Zimbabwe's bowlers faced a familiar struggle. They had taken a total of three wickets in two Twenty20s and the first ODI, and they were able to take only one in the first 37 overs of New Zealand's chase. They should have had more.
Guptill had got New Zealand off to a brisk start with powerful cuts to the boundary and drives on both side of the wicket. In the sixth over, however, he survived a close lbw appeal from Keegan Meth, who was troubling the openers with his ability to swing the ball both ways. Guptill and Rob Nicol, who had also survived a strong lbw appeal from Meth, added 49 for the first wicket before Nicol was splendidly caught down leg side by the wicketkeeper in the eighth over.
Meth could have got McCullum four balls after Nicol fell but Hamilton Masakadza could not hang on to a firm flick at midwicket. New Zealand went into a bit of a lull as only 12 runs came between overs eight and 13 but Guptill and McCullum soon stirred out of it. McCullum charged Price to loft over long-on for six and Guptill cut Chris Mpofu to bring up a run-a-ball fifty. On 23, however, McCullum popped a catch back to Elton Chigumbura, who failed to latch on during his follow through. Soon after, on 31, he gave Chigumbura another opportunity, slashing towards sweeper where Malcolm Waller spilled a sitter.
With both batsmen well set, and 114 needed off 120 balls, New Zealand took the batting Powerplay in the 31st over. McCullum began to tee off, and flicked Meth over the square leg boundary. When he tried the shot a second time, on 59, he picked out Waller at deep square leg, but the catch was dropped once again. McCullum promptly clobbered the next ball far over square leg as Meth watched in anguish. McCullum ended the Powerplay with a straight six off Price - 46 runs had come off five overs and the contest was all but over.
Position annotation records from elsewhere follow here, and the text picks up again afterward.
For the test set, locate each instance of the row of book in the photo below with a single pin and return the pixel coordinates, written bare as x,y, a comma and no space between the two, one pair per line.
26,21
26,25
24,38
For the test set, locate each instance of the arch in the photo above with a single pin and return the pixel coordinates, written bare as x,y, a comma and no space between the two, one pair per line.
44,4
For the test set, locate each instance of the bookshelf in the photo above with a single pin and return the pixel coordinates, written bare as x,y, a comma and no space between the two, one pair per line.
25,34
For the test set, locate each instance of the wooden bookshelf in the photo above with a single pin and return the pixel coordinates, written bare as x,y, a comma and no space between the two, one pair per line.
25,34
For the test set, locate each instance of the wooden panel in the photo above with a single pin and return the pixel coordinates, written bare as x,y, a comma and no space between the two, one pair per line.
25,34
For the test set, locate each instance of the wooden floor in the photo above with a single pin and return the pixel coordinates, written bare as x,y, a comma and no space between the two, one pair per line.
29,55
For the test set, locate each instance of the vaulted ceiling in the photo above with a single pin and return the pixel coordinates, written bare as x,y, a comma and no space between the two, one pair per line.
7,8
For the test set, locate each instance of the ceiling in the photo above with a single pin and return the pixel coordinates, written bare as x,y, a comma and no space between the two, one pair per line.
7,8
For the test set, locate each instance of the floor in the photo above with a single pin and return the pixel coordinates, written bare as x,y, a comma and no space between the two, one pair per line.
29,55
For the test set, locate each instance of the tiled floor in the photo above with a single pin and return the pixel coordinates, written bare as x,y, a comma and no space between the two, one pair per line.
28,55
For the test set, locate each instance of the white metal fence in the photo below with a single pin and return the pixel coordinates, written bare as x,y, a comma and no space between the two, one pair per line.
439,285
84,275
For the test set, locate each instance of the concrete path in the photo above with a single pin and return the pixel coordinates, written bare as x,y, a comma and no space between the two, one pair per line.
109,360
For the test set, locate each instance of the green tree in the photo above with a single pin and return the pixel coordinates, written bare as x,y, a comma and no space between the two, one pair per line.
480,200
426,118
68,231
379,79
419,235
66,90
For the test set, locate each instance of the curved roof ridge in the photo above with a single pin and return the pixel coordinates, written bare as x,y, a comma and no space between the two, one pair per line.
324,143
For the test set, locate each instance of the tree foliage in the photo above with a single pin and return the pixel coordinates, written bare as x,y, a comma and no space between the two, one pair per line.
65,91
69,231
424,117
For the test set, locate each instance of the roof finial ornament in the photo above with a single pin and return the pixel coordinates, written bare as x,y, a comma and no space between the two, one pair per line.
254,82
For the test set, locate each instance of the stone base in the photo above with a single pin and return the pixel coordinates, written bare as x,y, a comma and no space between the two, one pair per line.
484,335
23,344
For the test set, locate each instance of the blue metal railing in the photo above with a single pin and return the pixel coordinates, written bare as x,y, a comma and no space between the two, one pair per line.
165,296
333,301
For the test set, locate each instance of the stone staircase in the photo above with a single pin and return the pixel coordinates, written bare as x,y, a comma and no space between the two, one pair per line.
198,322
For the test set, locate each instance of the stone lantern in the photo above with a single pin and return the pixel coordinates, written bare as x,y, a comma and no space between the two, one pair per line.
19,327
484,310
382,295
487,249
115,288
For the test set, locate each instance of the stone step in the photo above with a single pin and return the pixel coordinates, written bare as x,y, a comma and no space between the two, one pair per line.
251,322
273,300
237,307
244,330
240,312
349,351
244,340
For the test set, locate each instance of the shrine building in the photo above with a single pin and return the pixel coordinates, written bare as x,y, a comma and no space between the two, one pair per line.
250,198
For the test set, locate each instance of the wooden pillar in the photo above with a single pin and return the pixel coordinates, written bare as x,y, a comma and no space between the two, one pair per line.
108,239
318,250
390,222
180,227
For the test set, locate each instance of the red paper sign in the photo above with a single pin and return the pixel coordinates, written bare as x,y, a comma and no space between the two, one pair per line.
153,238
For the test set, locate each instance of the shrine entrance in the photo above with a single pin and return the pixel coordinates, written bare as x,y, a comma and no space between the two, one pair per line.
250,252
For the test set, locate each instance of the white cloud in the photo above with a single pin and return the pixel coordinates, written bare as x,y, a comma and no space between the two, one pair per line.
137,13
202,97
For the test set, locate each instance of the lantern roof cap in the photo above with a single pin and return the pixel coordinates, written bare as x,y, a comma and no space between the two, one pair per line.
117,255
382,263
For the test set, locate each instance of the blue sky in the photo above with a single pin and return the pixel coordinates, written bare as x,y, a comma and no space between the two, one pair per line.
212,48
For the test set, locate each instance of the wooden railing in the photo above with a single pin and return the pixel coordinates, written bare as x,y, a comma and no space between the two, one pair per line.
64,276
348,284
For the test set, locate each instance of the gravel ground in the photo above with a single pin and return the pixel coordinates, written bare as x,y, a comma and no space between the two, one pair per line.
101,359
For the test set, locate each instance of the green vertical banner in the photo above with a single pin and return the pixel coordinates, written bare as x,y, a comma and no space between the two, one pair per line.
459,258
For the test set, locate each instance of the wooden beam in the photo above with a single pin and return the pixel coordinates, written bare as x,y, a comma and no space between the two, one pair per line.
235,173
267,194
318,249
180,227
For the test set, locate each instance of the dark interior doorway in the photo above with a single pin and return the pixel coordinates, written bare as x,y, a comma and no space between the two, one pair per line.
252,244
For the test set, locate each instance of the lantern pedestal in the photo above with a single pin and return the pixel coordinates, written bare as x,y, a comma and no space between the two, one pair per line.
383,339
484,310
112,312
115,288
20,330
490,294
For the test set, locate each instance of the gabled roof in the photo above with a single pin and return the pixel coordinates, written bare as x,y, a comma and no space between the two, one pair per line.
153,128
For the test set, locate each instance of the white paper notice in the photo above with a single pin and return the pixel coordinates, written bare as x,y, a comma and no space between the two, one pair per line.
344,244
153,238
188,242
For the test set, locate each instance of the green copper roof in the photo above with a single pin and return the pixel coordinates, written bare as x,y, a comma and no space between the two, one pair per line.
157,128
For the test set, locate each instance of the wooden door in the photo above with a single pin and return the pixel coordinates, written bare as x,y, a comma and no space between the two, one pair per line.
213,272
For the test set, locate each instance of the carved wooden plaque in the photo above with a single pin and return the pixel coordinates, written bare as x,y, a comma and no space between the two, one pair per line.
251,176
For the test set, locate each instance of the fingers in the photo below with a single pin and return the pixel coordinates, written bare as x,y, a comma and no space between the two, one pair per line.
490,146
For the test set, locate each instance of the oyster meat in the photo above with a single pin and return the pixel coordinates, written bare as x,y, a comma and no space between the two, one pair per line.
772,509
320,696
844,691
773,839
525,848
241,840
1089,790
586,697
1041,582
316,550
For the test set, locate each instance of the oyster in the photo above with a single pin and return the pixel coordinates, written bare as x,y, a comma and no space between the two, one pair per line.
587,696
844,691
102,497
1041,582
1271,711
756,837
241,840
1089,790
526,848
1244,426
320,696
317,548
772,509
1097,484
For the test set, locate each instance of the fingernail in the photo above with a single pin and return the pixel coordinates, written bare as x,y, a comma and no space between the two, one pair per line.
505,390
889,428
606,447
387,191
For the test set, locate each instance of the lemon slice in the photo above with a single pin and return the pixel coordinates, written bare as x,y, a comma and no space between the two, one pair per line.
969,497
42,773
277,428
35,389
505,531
Zimbabwe's marginally improved bowling but abject fielding effort had come after Taylor played a blinder for the second time in two matches. At 53 for 3 after 17 overs, Zimbabwe's hopes of competing depended on their captain.
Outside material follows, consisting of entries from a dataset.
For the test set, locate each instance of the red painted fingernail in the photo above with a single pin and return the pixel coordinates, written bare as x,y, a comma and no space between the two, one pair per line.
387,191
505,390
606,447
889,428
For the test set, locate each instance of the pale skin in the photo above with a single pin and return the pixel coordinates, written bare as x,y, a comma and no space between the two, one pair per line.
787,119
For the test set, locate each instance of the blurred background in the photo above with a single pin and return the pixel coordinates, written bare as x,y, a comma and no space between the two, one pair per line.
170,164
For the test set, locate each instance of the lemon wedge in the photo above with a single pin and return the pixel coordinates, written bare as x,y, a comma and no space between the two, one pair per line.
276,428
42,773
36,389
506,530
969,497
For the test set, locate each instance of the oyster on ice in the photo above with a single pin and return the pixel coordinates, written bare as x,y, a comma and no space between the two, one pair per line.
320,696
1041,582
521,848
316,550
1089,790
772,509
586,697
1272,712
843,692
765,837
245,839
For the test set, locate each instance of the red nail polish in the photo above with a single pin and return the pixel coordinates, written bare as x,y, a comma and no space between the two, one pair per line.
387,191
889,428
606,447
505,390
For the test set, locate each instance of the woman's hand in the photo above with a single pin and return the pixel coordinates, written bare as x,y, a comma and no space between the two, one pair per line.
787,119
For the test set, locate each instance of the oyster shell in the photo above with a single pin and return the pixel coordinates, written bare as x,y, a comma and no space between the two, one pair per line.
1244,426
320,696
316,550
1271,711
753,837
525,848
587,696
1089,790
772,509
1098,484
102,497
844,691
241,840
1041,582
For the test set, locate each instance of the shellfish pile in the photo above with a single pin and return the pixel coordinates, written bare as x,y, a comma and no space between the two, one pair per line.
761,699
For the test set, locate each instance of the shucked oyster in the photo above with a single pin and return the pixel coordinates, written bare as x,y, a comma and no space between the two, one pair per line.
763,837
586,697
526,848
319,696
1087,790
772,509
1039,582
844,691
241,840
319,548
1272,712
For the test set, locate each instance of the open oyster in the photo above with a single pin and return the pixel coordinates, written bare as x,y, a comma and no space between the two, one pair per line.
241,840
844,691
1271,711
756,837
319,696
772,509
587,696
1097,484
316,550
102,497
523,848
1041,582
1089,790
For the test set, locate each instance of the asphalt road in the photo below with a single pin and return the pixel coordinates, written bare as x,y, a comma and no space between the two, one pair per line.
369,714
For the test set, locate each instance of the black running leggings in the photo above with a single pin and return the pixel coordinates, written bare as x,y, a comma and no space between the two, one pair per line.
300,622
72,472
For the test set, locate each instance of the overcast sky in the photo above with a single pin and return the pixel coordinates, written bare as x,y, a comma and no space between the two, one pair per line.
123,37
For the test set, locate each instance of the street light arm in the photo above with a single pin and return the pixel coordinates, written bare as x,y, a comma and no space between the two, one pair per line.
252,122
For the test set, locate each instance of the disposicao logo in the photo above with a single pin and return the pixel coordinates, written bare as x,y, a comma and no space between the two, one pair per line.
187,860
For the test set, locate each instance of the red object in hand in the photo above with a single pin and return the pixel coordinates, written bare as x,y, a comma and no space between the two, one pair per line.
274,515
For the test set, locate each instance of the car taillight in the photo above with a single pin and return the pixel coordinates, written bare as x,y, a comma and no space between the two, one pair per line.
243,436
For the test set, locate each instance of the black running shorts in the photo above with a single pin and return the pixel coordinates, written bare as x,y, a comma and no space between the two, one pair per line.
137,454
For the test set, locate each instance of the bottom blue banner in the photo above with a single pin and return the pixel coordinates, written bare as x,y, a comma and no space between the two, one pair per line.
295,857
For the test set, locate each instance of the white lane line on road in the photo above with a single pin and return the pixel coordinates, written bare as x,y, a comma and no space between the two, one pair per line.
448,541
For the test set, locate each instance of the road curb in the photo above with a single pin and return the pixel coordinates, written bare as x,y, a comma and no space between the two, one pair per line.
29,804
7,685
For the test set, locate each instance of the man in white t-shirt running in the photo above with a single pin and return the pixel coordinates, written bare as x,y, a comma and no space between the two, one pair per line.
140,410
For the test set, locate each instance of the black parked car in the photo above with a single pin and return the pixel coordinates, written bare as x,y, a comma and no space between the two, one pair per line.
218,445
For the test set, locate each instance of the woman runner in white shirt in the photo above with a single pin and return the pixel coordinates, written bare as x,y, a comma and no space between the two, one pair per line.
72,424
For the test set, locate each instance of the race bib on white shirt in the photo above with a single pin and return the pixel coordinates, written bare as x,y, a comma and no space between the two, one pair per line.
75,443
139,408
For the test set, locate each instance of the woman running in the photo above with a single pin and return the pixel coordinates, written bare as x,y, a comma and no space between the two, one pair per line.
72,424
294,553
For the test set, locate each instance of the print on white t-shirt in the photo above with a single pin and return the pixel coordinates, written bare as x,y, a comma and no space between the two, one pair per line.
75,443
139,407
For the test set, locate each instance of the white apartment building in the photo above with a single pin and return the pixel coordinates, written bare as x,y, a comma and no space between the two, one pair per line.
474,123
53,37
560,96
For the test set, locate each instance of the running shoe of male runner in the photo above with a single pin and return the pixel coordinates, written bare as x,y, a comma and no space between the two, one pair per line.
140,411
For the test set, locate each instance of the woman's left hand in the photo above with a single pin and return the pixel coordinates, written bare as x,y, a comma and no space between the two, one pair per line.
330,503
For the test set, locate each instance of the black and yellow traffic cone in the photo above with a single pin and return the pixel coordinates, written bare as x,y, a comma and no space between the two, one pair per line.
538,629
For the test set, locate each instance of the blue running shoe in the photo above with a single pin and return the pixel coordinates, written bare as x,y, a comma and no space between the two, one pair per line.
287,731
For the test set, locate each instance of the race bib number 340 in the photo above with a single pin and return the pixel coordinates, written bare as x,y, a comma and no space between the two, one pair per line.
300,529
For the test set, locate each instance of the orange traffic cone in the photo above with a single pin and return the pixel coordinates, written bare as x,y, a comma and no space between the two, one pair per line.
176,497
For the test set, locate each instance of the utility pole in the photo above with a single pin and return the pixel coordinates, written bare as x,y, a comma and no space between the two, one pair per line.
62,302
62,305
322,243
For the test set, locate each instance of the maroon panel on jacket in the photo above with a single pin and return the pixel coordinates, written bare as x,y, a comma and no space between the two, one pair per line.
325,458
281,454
Zimbabwe's fightback was launched in the 28th over, when Taylor swung James Franklin over the long-on boundary for the innings' first six. He had the plucky Waller for a sidekick. The surge came against Nicol, who bowled innocuous offbreaks and conceded 17 in the 30th over. Waller drove through the offside and slog-swept for fours. So did Taylor.
Taylor reached his half-century off 55 balls with a classy straight drive off Doug Bracewell and Waller brought up the fifty partnership, off only 6.5 overs, by cutting a short and wide ball for four. Waller was dismissed in the second over of the batting Powerplay, bowled by McKay who ended on a career-best 4 for 53.
Taylor, however, maintained the momentum Zimbabwe had acquired through that 86-run partnership with Waller. McKay delivered a series of full and very wide balls outside off, but Taylor chased and drove a couple to the boundary, forcing the abortion of that strategy.
Zimbabwe needed a strong finish and Taylor provided it. He paddled the third ball of the final over to the fine-leg boundary and lofted the next over mid-off for four, before watching Ray Price clout the last delivery to deep midwicket to round off a 14-run over. He ended on 107 off 105 balls, but it would be another valiant century in vain.